Bradley Beal honored to pass Gilbert Arenas on all-time three-pointer list

Saturday night produced a link between some of the best players in recent Wizards/Bullets franchise history.

With a fourth-quarter three, Bradley Beal surpassed Gilbert Arenas on the franchise list for career triples

Beal, an All-Star last season, has already established himself as one of the best to play for Washington in decades. Afterwards, he paid homage to the man whose record he broke.

"I was always a fan of Gil. He was Agent Zero," Beal told NBC Sports Washington. 

"I loved everything about him; his confidence, his swagger on the floor. Granted, everyone talks about his off-the-court stuff, but what he did on the court is just untouchable. It's untouchable. He's a legend, for sure. Part of me wishes I could have played with him and just learned from him in a lot of ways. That's an accomplishment for me. I'm happy I was able to surpass it because he is a legend, in my opinion anyway."

Arenas' tenure with the Wizards was epic for its highs and lows. At his peak, he was arguably the most dangerous scorer in the NBA. But his downfall both on the court and off has left him as a notorious figure in the game's recent history.

John Wall, who has assisted on many of Beal's three-pointers, played with Arenas back in the 2010-11 season as a rookie.
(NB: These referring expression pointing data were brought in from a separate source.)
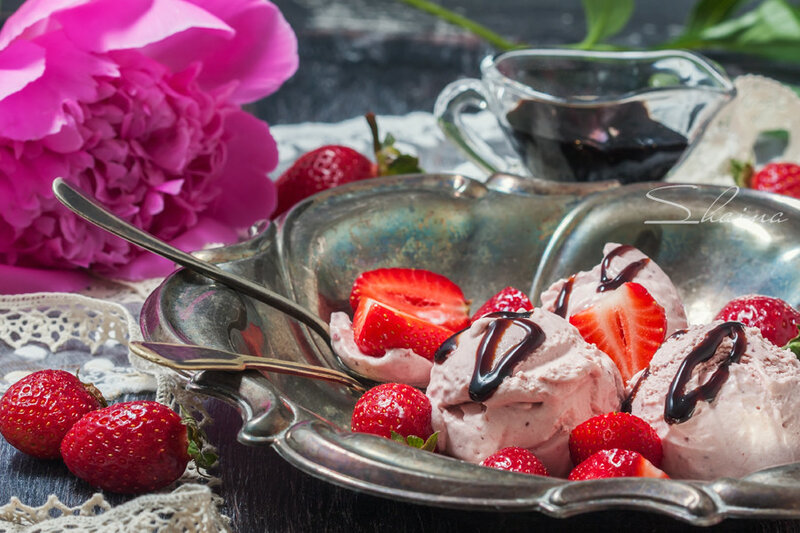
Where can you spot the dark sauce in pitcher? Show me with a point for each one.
(593, 142)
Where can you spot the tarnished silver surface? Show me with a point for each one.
(484, 237)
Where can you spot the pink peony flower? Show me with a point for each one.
(138, 103)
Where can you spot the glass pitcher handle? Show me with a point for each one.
(450, 105)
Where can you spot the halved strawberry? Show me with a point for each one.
(614, 430)
(509, 299)
(420, 293)
(615, 463)
(378, 327)
(627, 324)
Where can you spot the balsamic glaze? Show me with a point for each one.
(447, 347)
(626, 274)
(680, 404)
(562, 302)
(490, 367)
(628, 401)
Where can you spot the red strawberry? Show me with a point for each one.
(334, 165)
(420, 293)
(394, 409)
(509, 299)
(318, 170)
(38, 410)
(627, 324)
(614, 430)
(780, 178)
(777, 320)
(515, 459)
(615, 463)
(129, 447)
(377, 328)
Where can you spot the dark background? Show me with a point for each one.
(382, 56)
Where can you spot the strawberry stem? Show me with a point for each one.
(373, 127)
(741, 172)
(794, 344)
(203, 459)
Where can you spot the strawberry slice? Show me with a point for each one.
(509, 299)
(627, 324)
(378, 327)
(615, 463)
(419, 293)
(614, 430)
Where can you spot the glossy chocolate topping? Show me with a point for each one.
(628, 401)
(680, 404)
(562, 302)
(626, 274)
(492, 367)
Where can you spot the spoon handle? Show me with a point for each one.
(80, 204)
(189, 357)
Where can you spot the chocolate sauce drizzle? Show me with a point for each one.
(680, 404)
(490, 367)
(562, 302)
(628, 401)
(626, 274)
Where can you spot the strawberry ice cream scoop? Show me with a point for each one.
(401, 365)
(519, 379)
(723, 400)
(620, 264)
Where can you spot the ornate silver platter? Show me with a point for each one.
(714, 243)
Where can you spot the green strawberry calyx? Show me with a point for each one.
(391, 161)
(204, 458)
(417, 442)
(742, 172)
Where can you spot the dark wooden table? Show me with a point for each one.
(378, 55)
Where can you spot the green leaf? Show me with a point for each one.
(604, 19)
(707, 13)
(770, 30)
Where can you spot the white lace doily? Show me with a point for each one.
(89, 332)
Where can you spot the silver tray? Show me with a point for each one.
(508, 231)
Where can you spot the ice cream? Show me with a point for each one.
(519, 379)
(744, 415)
(620, 263)
(400, 365)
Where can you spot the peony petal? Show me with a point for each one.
(106, 25)
(38, 109)
(20, 63)
(18, 280)
(261, 56)
(248, 193)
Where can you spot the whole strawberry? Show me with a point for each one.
(334, 165)
(318, 170)
(614, 430)
(515, 459)
(777, 320)
(508, 299)
(395, 411)
(780, 178)
(129, 447)
(38, 410)
(615, 463)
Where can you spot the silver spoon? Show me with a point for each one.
(83, 206)
(189, 357)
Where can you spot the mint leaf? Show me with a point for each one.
(707, 13)
(771, 30)
(604, 19)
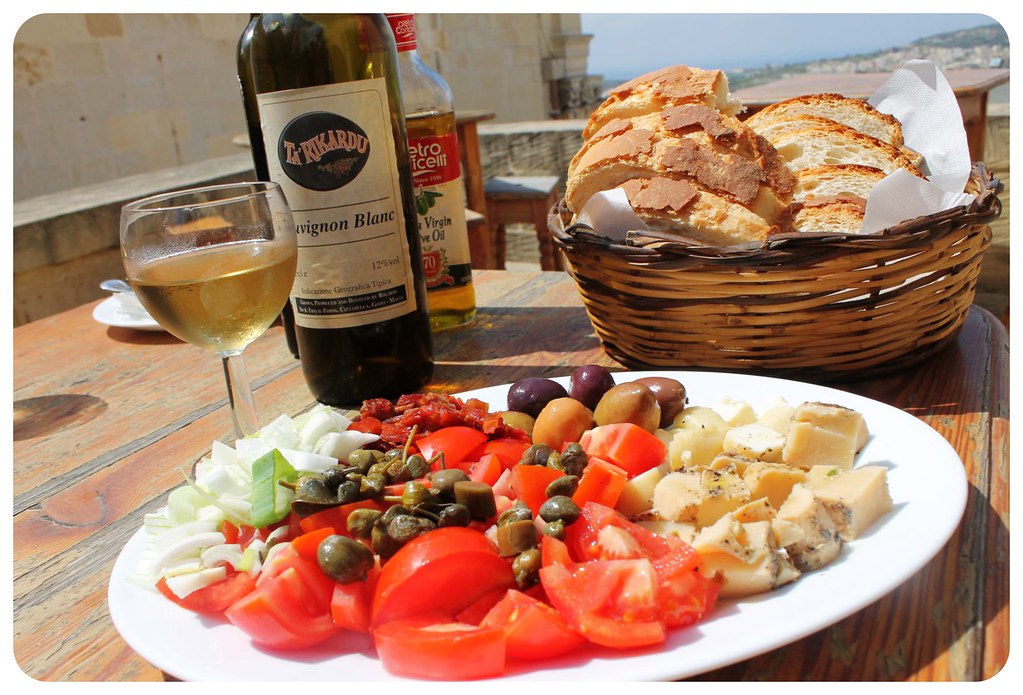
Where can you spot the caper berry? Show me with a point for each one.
(565, 486)
(360, 522)
(526, 568)
(556, 529)
(442, 482)
(536, 454)
(414, 493)
(453, 515)
(343, 559)
(517, 512)
(560, 508)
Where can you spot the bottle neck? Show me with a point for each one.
(403, 27)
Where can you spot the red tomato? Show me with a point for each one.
(507, 449)
(626, 445)
(443, 571)
(307, 545)
(433, 647)
(215, 598)
(486, 470)
(454, 442)
(532, 630)
(351, 603)
(613, 603)
(281, 614)
(601, 482)
(529, 483)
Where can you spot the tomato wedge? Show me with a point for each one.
(433, 646)
(214, 599)
(454, 442)
(443, 571)
(626, 445)
(532, 628)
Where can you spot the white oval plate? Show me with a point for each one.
(928, 486)
(112, 312)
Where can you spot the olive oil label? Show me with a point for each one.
(331, 149)
(440, 203)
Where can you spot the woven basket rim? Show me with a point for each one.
(785, 248)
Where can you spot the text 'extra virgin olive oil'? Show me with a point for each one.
(325, 120)
(440, 193)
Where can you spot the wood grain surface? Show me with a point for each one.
(104, 418)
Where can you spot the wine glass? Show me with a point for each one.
(214, 266)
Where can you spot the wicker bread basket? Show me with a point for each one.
(823, 306)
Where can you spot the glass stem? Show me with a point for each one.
(240, 394)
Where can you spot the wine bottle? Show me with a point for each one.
(324, 102)
(440, 194)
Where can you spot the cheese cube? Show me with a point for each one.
(838, 419)
(754, 441)
(820, 543)
(808, 445)
(698, 436)
(772, 481)
(855, 498)
(777, 417)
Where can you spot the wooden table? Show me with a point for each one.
(970, 85)
(103, 416)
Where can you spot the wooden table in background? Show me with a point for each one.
(970, 85)
(104, 416)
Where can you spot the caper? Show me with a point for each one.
(536, 454)
(526, 568)
(360, 522)
(364, 459)
(417, 466)
(573, 460)
(383, 544)
(414, 493)
(560, 508)
(478, 497)
(372, 484)
(349, 491)
(334, 476)
(517, 512)
(453, 515)
(442, 482)
(394, 511)
(516, 536)
(554, 529)
(404, 527)
(343, 559)
(565, 486)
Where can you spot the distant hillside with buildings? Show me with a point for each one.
(980, 47)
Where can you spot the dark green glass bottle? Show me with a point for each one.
(325, 120)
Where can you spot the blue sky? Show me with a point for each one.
(626, 45)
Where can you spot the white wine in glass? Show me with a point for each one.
(214, 266)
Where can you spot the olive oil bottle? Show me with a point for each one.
(326, 122)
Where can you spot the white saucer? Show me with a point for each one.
(125, 312)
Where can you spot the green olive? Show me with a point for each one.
(629, 402)
(562, 421)
(343, 559)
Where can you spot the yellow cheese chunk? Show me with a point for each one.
(754, 441)
(808, 445)
(855, 498)
(698, 436)
(772, 481)
(838, 419)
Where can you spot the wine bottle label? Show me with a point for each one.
(440, 202)
(331, 149)
(403, 27)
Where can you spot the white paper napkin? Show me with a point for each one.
(920, 96)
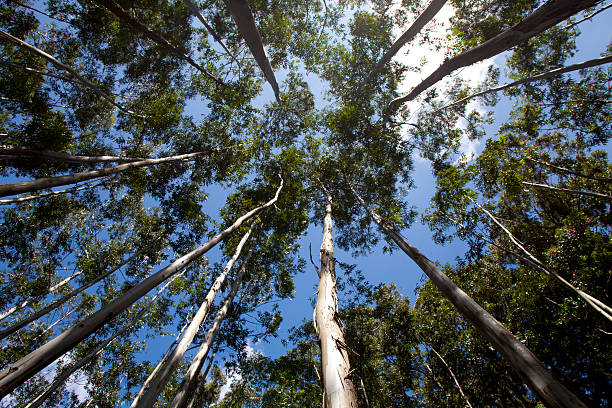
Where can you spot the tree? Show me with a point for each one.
(119, 118)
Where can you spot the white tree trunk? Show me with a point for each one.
(338, 388)
(532, 370)
(158, 383)
(48, 182)
(189, 382)
(17, 373)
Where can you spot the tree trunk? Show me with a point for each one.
(546, 16)
(532, 370)
(158, 383)
(553, 72)
(24, 199)
(59, 302)
(67, 372)
(29, 301)
(133, 22)
(48, 182)
(17, 373)
(595, 303)
(189, 382)
(246, 24)
(84, 81)
(19, 152)
(338, 388)
(196, 12)
(432, 9)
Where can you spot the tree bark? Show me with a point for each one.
(546, 16)
(48, 182)
(425, 17)
(84, 81)
(59, 302)
(553, 72)
(189, 382)
(158, 383)
(24, 199)
(17, 373)
(595, 303)
(533, 371)
(19, 152)
(246, 24)
(67, 372)
(339, 389)
(133, 22)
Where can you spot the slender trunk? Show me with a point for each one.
(202, 378)
(569, 171)
(569, 190)
(59, 65)
(59, 302)
(533, 371)
(48, 182)
(159, 365)
(19, 152)
(196, 12)
(31, 300)
(190, 380)
(596, 304)
(546, 16)
(465, 398)
(97, 350)
(553, 72)
(246, 24)
(339, 389)
(129, 19)
(17, 373)
(158, 383)
(24, 199)
(432, 9)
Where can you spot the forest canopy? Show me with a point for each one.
(165, 163)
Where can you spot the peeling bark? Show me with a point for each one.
(539, 379)
(246, 24)
(339, 389)
(17, 373)
(546, 16)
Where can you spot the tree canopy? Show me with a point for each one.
(164, 164)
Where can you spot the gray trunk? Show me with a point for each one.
(49, 182)
(246, 24)
(17, 373)
(338, 388)
(158, 383)
(533, 371)
(190, 380)
(546, 16)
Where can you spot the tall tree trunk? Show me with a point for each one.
(246, 24)
(59, 302)
(432, 9)
(59, 65)
(31, 300)
(133, 22)
(24, 199)
(533, 371)
(20, 152)
(48, 182)
(338, 388)
(595, 303)
(17, 373)
(67, 372)
(546, 16)
(189, 382)
(158, 383)
(549, 74)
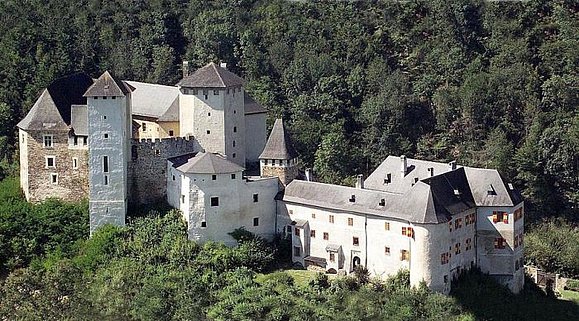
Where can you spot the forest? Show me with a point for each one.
(487, 83)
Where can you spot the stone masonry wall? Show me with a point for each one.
(72, 183)
(148, 166)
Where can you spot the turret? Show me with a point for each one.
(279, 157)
(109, 130)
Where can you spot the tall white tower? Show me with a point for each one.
(109, 130)
(212, 110)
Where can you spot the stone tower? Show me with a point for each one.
(279, 157)
(212, 110)
(109, 130)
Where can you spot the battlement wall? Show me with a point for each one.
(148, 166)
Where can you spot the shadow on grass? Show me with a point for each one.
(482, 296)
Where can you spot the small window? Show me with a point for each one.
(50, 162)
(47, 141)
(105, 164)
(297, 251)
(214, 201)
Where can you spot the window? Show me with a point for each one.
(50, 162)
(214, 201)
(47, 141)
(297, 251)
(499, 216)
(404, 255)
(500, 243)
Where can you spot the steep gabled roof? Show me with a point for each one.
(107, 85)
(211, 76)
(204, 163)
(279, 144)
(252, 106)
(52, 110)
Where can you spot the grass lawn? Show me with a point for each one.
(301, 277)
(570, 296)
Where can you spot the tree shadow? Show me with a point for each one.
(486, 299)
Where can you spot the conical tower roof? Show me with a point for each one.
(279, 145)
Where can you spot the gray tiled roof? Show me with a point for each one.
(279, 144)
(252, 106)
(52, 110)
(172, 113)
(211, 76)
(107, 85)
(79, 119)
(204, 163)
(152, 100)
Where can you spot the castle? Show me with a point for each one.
(201, 146)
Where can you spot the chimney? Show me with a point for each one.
(185, 68)
(309, 175)
(452, 165)
(360, 181)
(403, 165)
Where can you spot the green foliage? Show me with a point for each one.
(553, 247)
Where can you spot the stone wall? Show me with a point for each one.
(72, 183)
(148, 166)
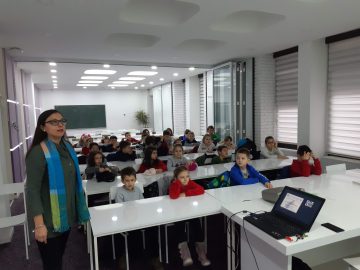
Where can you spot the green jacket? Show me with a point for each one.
(37, 190)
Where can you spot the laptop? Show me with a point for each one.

He is happy for his current teammate, who now has a distinct place in the team's history books.

"He's probably the best shooter I've ever played with in my eyes, so it's great to see him accomplish that," Wall said. "He's going to keep setting the bar higher and higher."

Beal passed Arenas in just the second game of his seventh NBA season. He's only 25 years old, so odds are he will keep adding to his franchise record for many years to come.